Q&A: The creators of the “world’s best tuque” on why their hat is worth $200 (or more)
Last year, the designers at Toronto creative solutions firm Frontier set out to create the world’s best tuque. The project included gruelling research, a designated “Master Knitter,” a testing phase that employed Zamboni drivers and ice sculptors, and consultations with biomimicry experts. The finished product is made from rare muskox wool—just one of the reasons for the $200 price tag. What else makes a tuque worth so many bucks? We asked co-designer and Frontier founder Paddy Harrington.
I’m going to start by playing Devil’s Advocate and say that a winter hat, even a really good quality one, is not worth $200. What say you?
To be frank, when we got to the point of coming up with the price, we ourselves were a bit shocked. We worked with experts in fashion retail and they suggested we price the hat according to the standard retail model: you take your cost and double that to get the wholesale cost, and then double that to get the retail cost. Using that math, the price of our tuque would have been a lot higher.
So your tuque is quite a steal.
It is! And we didn’t even factor in the eighteen months we spent on research and development; just material costs and labour costs.
After 12 months of R&D, natural material sourcing, and local worker engagement, we're proud to answer our own question: How do you make the World's Best Tuque? In anticipation of our gallery launch on November 3rd, we'll be sharing stories of zamboni driving, muskox dehairing, and frozen maple syrup.
What was the original inspiration for this project?
Everyone at Frontier has worked internationally, which has meant having the opportunity to look at our country from an outsider’s perspective. One thing we realized is that there are all of these Canadian stereotypes that we, as Canadians, tend to shy away from. We decided to embrace that Canadian image and to apply design methodology to this standard thing that we all know: the tuque.
What made you think tuques as opposed to, say, parkas or plaid shirts? Did you notice a dearth in the market?

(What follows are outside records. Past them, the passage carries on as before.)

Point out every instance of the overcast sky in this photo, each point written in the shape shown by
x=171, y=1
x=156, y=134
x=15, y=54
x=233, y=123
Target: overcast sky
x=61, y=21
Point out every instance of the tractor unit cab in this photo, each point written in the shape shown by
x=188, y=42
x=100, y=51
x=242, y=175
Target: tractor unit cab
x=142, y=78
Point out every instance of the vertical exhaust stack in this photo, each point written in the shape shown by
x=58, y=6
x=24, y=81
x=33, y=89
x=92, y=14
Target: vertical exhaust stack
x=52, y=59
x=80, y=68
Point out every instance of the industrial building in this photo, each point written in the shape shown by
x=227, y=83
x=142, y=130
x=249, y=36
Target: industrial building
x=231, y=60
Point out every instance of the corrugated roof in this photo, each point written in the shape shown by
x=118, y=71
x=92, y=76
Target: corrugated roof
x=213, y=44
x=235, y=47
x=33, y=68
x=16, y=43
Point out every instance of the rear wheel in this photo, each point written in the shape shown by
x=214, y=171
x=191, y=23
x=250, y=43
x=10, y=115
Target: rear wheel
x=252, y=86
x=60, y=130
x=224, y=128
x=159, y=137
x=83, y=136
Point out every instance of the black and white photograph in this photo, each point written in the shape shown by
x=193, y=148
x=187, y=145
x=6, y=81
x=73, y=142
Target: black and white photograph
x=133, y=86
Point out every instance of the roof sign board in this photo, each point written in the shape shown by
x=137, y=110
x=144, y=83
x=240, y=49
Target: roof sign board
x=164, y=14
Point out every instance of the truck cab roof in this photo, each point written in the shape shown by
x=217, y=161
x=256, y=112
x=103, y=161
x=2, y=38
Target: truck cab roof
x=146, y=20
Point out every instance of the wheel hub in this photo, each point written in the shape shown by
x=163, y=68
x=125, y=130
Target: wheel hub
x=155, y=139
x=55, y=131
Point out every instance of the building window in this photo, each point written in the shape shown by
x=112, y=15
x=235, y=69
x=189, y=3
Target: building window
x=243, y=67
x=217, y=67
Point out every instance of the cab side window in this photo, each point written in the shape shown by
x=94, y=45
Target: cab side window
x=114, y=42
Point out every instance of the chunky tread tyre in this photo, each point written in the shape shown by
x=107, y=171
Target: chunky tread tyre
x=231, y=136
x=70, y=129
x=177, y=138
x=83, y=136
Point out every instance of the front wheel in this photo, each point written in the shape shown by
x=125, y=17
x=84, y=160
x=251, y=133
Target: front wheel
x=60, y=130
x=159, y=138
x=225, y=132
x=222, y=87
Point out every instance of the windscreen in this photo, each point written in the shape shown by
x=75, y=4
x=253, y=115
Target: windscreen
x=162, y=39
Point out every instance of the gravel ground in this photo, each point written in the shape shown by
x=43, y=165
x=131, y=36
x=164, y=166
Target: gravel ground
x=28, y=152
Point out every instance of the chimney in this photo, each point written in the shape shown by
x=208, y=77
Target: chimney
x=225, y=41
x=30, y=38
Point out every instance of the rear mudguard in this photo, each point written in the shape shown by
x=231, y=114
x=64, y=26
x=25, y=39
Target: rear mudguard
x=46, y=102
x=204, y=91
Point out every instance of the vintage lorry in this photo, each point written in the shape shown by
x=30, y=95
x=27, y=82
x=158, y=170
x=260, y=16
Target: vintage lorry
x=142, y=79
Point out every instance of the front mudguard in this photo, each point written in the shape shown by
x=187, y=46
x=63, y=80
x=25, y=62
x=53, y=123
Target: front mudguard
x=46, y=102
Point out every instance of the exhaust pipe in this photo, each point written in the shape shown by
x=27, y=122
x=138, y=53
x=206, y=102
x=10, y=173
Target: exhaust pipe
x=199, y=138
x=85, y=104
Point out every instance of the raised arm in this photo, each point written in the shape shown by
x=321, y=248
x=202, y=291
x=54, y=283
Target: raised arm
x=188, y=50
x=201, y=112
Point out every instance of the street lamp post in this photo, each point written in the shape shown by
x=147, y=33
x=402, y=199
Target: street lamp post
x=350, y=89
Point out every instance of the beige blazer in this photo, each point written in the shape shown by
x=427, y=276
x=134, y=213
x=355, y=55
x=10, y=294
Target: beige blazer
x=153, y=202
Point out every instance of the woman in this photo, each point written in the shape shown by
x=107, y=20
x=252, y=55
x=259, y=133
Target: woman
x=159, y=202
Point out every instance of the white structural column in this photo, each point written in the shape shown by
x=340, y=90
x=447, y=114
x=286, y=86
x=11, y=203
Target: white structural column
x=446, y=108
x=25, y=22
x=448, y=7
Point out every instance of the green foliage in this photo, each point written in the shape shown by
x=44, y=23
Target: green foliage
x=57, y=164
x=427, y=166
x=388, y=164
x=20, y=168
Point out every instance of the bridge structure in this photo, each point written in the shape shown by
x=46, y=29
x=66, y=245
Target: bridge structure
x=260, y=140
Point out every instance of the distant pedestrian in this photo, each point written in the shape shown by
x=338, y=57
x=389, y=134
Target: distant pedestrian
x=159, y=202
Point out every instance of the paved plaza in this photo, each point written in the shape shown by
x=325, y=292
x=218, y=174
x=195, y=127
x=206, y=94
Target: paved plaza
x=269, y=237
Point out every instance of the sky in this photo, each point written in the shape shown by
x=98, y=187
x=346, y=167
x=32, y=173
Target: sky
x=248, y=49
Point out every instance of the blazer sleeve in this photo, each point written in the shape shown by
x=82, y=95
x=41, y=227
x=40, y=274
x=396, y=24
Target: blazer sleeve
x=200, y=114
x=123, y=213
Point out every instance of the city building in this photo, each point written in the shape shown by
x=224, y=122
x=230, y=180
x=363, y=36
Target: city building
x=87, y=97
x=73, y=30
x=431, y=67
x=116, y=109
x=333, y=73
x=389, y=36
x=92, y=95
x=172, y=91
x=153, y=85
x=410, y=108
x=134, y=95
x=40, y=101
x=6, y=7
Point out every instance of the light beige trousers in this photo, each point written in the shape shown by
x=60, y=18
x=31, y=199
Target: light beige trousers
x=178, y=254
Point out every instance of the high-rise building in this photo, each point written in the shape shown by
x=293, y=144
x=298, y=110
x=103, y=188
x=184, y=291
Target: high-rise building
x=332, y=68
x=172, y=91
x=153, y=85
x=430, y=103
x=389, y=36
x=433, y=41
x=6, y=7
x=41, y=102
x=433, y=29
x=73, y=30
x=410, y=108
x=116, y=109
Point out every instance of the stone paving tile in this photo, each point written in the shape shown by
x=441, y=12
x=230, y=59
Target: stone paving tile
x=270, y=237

We weren’t looking at the business case or at the market opportunity. If anything, this was more like an art project for us. We want to prove that design as a methodology can improve something that a lot of people think doesn’t need to be improved.
Is there one specific reason that the hat is pricey?
There are a few reasons. One is that they’re locally made, individually, by a designated master knitter. Second, there’s an external layer and an internal layer, so it’s kind of like two tuques in one. Third, the inner layer is made from a blend that is 35 per cent qiviut, which is this muskox fiber that is pretty rare. It’s stronger than lamb’s wool, softer than cashmere, and the fibers are actually hollow, which means it stays warm when it’s wet.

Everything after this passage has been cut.